KAPILA – A powerful brahmin, a philosopher, a magician

Kapila, the historical founder of the Samkhya school of philosophy (dars’ana), lived long enough before the Epics and Puranas only to have his name be coopted and given a set of myths. In the Puranas Kapila became a master yogi as well as a master magician. He was said to be a partial incarnation of Vishnu in one sec­tion of the Mahabharata and a worshipper of Siva in another.
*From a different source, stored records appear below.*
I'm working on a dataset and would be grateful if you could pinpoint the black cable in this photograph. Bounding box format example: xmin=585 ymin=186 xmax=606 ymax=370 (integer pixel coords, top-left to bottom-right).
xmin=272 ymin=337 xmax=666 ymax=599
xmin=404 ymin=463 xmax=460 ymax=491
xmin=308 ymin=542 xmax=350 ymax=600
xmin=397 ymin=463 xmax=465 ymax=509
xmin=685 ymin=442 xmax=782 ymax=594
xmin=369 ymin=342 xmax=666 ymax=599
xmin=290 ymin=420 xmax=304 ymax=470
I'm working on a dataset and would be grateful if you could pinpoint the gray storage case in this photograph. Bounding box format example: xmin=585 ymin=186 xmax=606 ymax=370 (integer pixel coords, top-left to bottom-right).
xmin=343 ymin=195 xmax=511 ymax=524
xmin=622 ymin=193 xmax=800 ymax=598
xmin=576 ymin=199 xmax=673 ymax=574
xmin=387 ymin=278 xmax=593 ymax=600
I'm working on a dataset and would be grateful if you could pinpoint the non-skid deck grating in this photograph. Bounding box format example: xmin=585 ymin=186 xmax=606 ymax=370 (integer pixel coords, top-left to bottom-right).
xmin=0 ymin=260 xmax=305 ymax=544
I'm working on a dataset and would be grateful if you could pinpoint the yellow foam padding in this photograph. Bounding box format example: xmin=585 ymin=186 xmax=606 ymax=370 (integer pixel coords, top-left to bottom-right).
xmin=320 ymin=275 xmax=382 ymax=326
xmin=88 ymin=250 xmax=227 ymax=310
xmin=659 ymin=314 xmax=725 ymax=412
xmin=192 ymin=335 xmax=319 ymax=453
Born very close to the beginning of this age, Kapila engaged in such severe austerities (tapas) that he developed the power to incinerate things with a glance. Some versions stated that Vishnu had incarnated to kill the sixty thou­sand sons of King Asamanjasa. Others make the sons’ own behavior in the pres­ence of a great sage the cause of their death. Kapila had chosen Patala (hell) to practice tapas. Meanwhile on earth, King Asamanjasa had lost his wild stallion in the middle of a horse sacrifice (asva-medha). Indra had stolen it and hid it beside Kapila. The king sent his sixty thousand sons throughout the world and then into the netherworlds to find his horse. They found it near Kapila and dis­turbed his austerities. That seemed enough reason to incinerate all of them. Their ashes lay in the underworld through four generations until King Bhagiratha did two one-thousand-year penances in order to win the boon of bringing the Ganga to earth (and to hell, according to this version) with suffi­cient water to complete the funeral rituals.